L’Assemblée nationale s’est fait l’écho de cette prise de conscience. Mathilde Panot en a fait un combat personnel. En septembre 2019, la députée lançait, avec d’autres parlementaires, des associations, des syndicats et le journaliste de Reporterre Gaspard d’Allens, la commission d’enquête citoyenne « Forêts, bien commun ». Un an plus tard, la députée (La République en marche) du Nord Anne-Laure Cattelot remettait son rapport de mission parlementaire aux ministères de l’Agriculture et de la Transition écologique.
Mathilde Panot, députée LFI du Val-de-Marne, est l’une des initiatrices de la commission d’enquête citoyenne « Forêts, bien commun ». © Émilie Massemin/Reporterre
Le projet de loi de finance pour 2020 a failli représenter une — petite — victoire pour l’Office : « Les députés ont voté pour notre amendement annulant la suppression de 95 postes à l’ONF. Contre l’avis du gouvernement, ce qui est très rare. Malheureusement, le gouvernement a demandé un nouveau vote et les députés de la majorité se sont rangés », se souvient la députée insoumise du Val-de-Marne. La route est encore longue pour faire entendre la voix de la forêt et de ses travailleuses et travailleurs. La proposition de loi pour un encadrement strict des coupes rases, déposée par Mathilde Panot en juillet 2020, n’a pas eu de suites.

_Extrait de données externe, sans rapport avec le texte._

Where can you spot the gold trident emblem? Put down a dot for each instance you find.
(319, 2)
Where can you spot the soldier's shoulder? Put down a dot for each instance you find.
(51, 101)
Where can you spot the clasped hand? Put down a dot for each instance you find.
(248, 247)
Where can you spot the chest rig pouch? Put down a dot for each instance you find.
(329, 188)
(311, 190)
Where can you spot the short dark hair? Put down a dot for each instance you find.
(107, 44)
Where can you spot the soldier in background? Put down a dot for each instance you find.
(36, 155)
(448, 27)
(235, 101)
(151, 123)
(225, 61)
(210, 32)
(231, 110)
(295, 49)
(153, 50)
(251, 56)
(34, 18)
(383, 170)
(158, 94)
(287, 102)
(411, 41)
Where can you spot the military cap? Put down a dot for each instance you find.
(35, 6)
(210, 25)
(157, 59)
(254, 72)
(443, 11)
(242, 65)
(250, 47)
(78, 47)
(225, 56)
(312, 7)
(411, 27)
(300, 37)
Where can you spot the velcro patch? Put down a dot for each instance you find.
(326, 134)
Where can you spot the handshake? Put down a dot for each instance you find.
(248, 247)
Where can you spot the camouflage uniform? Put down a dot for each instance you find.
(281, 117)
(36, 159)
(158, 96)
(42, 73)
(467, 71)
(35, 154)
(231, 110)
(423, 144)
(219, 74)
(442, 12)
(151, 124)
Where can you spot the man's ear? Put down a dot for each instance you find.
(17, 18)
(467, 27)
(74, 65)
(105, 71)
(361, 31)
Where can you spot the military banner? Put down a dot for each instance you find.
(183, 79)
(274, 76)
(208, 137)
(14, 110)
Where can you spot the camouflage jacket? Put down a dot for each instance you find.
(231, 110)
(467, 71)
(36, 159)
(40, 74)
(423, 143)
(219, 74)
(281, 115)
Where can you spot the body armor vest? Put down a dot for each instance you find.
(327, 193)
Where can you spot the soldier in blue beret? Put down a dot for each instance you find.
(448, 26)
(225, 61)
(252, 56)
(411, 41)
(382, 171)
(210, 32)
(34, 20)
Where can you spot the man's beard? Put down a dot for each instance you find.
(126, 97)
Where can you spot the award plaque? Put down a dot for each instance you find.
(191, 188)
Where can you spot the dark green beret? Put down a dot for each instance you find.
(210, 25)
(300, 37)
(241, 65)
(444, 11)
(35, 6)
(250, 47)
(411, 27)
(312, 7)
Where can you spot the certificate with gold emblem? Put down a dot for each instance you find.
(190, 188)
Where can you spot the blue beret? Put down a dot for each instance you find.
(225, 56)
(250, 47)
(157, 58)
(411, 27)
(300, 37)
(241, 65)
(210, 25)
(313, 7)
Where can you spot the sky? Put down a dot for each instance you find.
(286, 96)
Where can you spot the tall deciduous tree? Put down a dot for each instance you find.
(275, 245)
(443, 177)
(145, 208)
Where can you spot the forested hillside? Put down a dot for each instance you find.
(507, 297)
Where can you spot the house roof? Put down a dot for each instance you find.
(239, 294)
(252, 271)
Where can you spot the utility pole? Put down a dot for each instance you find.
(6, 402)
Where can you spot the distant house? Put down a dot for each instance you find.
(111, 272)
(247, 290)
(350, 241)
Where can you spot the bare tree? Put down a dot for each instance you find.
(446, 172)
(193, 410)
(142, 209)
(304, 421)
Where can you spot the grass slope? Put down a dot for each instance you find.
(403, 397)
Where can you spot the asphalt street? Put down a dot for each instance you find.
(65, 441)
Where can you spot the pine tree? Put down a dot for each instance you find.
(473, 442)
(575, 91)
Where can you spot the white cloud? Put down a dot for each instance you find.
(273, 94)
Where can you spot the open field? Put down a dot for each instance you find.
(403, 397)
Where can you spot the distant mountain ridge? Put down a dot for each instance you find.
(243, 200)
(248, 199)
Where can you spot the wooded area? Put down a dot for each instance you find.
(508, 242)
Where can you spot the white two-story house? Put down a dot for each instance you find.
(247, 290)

Pas question pour autant de baisser les bras. Peu après 11 h, le cortège s’élançait vers le ministère de l’Économie au son de la sono et des cornes de chasse. Mathilde Panot, elle, prépare l’échéance des Assises internationales de la forêt, organisées par l’Institut La Boétie le 3 décembre prochain, « pour montrer que, face aux attaques très fortes contre la forêt, on peut faire différemment ». Avant de laisser le mot de conclusion à l’écrivain disparu Romain Gary : « La liberté est fille des forêts. C’est là qu’elle est née, c’est là qu’elle revient quand ça va mal. »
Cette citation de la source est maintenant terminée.